Internet and his ever-present curiosity to unearth works from composing greats and modern unknowns alike. “They’re interesting, beautiful, and adventurous.” Unusual venues are another Chatter hallmark: Music is presented in stripped-down spaces where the players’ musicianship and the sounds are raw, perhaps never more so than during this month’s concert at the Blacksmith Shop at the Rail Yards.

Once the confluence of Albuquerque’s transit and commerce, the former Burlington Northern Santa Fe Railway repair shop sat empty for nearly 50 years. It’s made appearances in Terminator: Salvation, Breaking Bad, and other Hollywood productions, but for the most part, this cathedral to the Industrial Age hasn’t been utilized. In the past year, the City of Albuquerque renovated minimally—replacing broken windows, adding lighting and the like—to transform it into a venue, albeit a rustic one. As Michaelis, whose spark of inspiration brought Chatter to the Yards, observes, “The building has such a decrepitness and vastness to it. What was missing was something really elegant.”

Works by European composers old and new are slated for the program. With the bare 25,000-square-foot space as inspiration, Felberg chose “Tabula Rasa,” a work by Estonian composer Arvo Pärt, to signify the Rail Yards’ new beginnings as a cultural space. He paired this work with others by Alfred Schnittke and J. S. Bach.

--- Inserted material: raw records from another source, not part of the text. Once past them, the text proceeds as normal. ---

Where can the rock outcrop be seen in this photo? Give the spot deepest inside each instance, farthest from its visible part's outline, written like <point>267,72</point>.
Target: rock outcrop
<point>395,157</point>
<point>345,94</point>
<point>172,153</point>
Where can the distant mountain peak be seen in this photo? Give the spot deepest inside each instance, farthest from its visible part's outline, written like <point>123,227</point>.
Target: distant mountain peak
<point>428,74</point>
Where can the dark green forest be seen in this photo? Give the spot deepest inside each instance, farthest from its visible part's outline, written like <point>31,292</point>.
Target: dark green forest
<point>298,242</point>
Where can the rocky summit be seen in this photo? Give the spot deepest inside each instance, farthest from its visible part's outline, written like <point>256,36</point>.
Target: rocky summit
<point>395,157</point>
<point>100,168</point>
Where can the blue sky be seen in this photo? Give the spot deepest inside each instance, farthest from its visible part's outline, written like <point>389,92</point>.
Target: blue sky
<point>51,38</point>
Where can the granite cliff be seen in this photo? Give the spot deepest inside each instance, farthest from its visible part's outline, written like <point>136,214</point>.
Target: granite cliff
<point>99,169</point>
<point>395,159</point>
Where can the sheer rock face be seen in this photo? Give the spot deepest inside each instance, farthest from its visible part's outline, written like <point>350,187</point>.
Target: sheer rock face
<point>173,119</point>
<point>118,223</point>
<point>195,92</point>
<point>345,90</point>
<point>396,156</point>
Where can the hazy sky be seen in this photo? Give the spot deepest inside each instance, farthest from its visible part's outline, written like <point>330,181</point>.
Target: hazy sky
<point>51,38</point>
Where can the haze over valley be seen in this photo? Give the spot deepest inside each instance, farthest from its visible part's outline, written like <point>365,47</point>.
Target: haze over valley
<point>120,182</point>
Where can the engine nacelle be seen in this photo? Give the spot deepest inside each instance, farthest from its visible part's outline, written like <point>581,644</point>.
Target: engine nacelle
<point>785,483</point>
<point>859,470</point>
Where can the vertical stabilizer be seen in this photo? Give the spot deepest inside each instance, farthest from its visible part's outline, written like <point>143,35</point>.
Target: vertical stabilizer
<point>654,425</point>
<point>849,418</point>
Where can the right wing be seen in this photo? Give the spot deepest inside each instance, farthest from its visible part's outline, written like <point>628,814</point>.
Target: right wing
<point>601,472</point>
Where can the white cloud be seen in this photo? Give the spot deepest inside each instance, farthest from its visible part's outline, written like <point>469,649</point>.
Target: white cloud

If anyone can pull it off, it’s Felberg, who has achieved status as “one of the most significant musical figures in our community,” says Christine Rancier, a violist for the New Mexico Philharmonic, where Felberg sits as associate concertmaster and conducts several times a year. He’s also the music director of the Albuquerque Philharmonic. In all his roles, Felberg balances conducting and performing at a high level. “He’s such a fine violinist. He approaches conducting as a musician,” says Rancier. “He’s very fun to watch. Very engaging and emotionally involved when he conducts and plays.”

But Felberg is more about artistic guts than glory. Describing Felberg’s approach as concertmaster of the Santa Fe Symphony, founder and general director Gregory W. Heltman observes, “He’s gentle and well studied. He commands our respect, but it’s not demanded.” Barbara Reeback, a faithful patron of Chatter Sunday, along with her husband, Del, appreciates Felberg’s combination of self-confidence and humility: “He animates what happens here. It feels like he’s welcoming us to his place. … But it’s not just David’s platform. We as the audience trust him to make great artistic decisions. It’s adventurous programming. We accept that and go with it.”

As Reeback slides into her reserved seat at the spring Chatter Sunday concert, Felberg and his fellow musicians have taken the stage. He makes eye contact with each and inhales, his bow hovering above the strings. And in that infinitesimal pregnant pause, there’s a promise that something marvelous is about to live again.